This is probably a question about classic CRDTs as much as eg-walker: Do all pos...

josephg · on Sept 28, 2024

> Do all possible topological sorts of the event graph result in the same final consensus document?

Yes. Thats usually referred to as the "convergence property".

> If yes how do we know that

Usually, careful design, mathematical proofs and randomized (fuzz) testing. Fuzz testing is absolutely essential - In over a decade of working on systems like this, I don't know if I've ever implemented something correctly first try. Fuzz testing is essential. You shouldn't trust the correctness of any system which haven't been sufficiently fuzzed. (Luckily, fuzzers are easy to write, and the convergence property is very easy to test for.)

For Eg-walker, I think we've pumped around 100M randomly generated events (in horribly complex graphs) through our implementation to flush out any bugs.

auggierose · on Sept 28, 2024

This seems to be a field perfect for theorem proving, I think I've seen some work by Kleppmann using Isabelle.

I once tried to understand the Yjs paper, but I came to the conclusion that their proof is just wrong! They do some impressively looking logical reasoning in the paper, but they define some order in terms of itself, so they don't really show anything, if I remember correctly. If you tried that in Isabelle, it would stop you already at the very start of all that nonsense.

josephg · on Sept 28, 2024

I talked to Kevin Jahns (the author of the YATA paper & Yjs) about his paper a few years ago. He said he found errors in the algorithm described in the paper, after it was published. The algorithm he uses in Yjs is subtly different from YATA in order to fix the mistakes.

He was quite surprised the mistakes went unnoticed through the peer review process.

There have also been some (quite infamous) OT algorithm papers which contain proofs of correctness, but which later turned out to actually be incorrect. (Ie, the algorithms don't actually converge in some instances).

I'm embarassed to say I don't know Isabelle well enough to know how you would use it to prove convergence properties. But I have gotten very good at fuzz testing over the years. Its wild how many bugs in seemingly-working software I've found using the technique.

I think ideally you'd use both approaches.

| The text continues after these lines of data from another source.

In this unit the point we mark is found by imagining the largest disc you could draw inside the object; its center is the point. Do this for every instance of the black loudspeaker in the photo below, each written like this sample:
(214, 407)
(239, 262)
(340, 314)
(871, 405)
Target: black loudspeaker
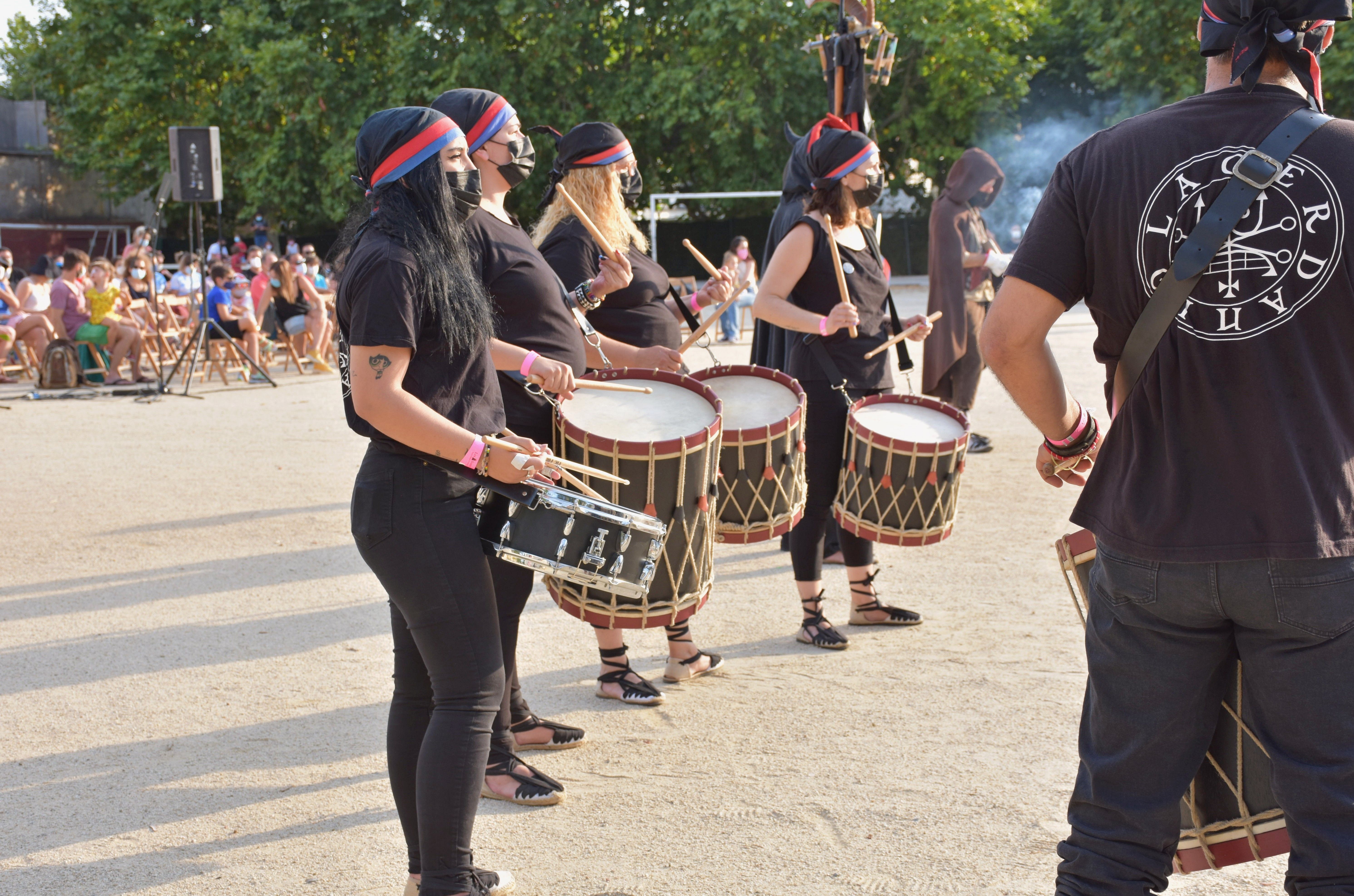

auggierose · on Sept 28, 2024

Ah, that makes sense! I thought that Yjs must be doing something differently than described, because it seems to work well in practice, but I couldn't see how Yata would. Anyway, I learnt a lot by thinking through that paper :-)

Fuzz testing and proof are complementary, I think, both catch things the other one might not have caught. The advantage of Fuzz testing is that it tests the real thing, not a mathematical replica of it.